In 1781, architect Johan Carl Friedrich Dauthe constructed one of the earliest philharmonic concert halls by retrofitting an upper floor of a textile trading house in Leipzig, Germany. Famous for its acoustics, the rectangular shape of the Gewandhaus became a model for classical music venues in subsequent years. Though the field of architectural acoustics would not appear on the scene for another century, Dauthe had already hit on a magic formula: Rectangular rooms sound better.
According to new research from Aalto University in Finland, there’s a valid scientific reason why so many orchestra halls are shaped like shoe boxes, and why halls of that shape are among the best-ranked halls in the world by musicians and conductors. It’s because the human ear is on the side of the head. In a rectangular hall, where the audience and the orchestra face one another, the music flows out to each side and then bounces off the walls. This, in turn, directs the sound to the listeners’ ears from spots where human hearing is most sensitive. These reflections off the sidewalls enhance the perceived dynamic range of that sound.
The researchers went to 10 unoccupied European concert halls of different shapes and played a recording of an orchestra. Mannequin heads in the audience were equipped with microphones in the ears to measure the spectrum of sound that the music produced. The researchers found that the halls shaped like a shoebox hit a sweet spot with ears, enhancing the nuances we perceive in the music as the notes vary in volume. So it makes crescendos sound even more awesome. In a fan-shaped or vineyard-shaped hall, the sound isn’t reflected as directly from the side, and the effect isn’t as strong.

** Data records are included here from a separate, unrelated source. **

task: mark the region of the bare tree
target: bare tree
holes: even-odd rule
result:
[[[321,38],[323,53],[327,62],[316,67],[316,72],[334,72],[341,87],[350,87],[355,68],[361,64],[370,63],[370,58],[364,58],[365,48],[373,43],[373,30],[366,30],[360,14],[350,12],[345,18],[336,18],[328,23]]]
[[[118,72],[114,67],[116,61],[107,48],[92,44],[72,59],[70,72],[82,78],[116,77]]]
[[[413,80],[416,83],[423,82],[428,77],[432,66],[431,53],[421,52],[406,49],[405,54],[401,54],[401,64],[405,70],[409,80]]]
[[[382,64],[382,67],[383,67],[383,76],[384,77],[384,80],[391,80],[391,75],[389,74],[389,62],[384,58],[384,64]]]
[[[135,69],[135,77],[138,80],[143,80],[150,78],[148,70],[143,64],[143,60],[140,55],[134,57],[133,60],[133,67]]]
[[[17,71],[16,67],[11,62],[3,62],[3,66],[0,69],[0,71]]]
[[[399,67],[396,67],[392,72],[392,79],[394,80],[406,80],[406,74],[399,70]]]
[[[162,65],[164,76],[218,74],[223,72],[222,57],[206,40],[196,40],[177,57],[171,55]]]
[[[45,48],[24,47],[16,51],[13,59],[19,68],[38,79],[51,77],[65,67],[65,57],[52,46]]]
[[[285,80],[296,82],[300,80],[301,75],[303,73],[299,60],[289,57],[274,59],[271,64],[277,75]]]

“When sound arrives from the sides of the head, the shape of the human head and ears emphasize the same frequencies produced by higher orchestral-playing dynamics,” Jukka Pätynen, the study’s lead author, tells Co.Design. So because of the shape of the ears, when the orchestra plays a section of the piece fortissimo (very loudly), the structure of the shoebox hall helps intensify the music by magnifying the differences the audience hears between the loudest and softest notes. “In other words, fortissimo is ‘more’ fortissimo in halls with high dynamic responsiveness,” according to Pätynen.
This is a compelling argument for not getting too fancy with the architecture of concert hall interiors. The long, flat shoebox shape may not be the best for viewing classical music, and it may even look a little bland in the modern era. But the sound is superb.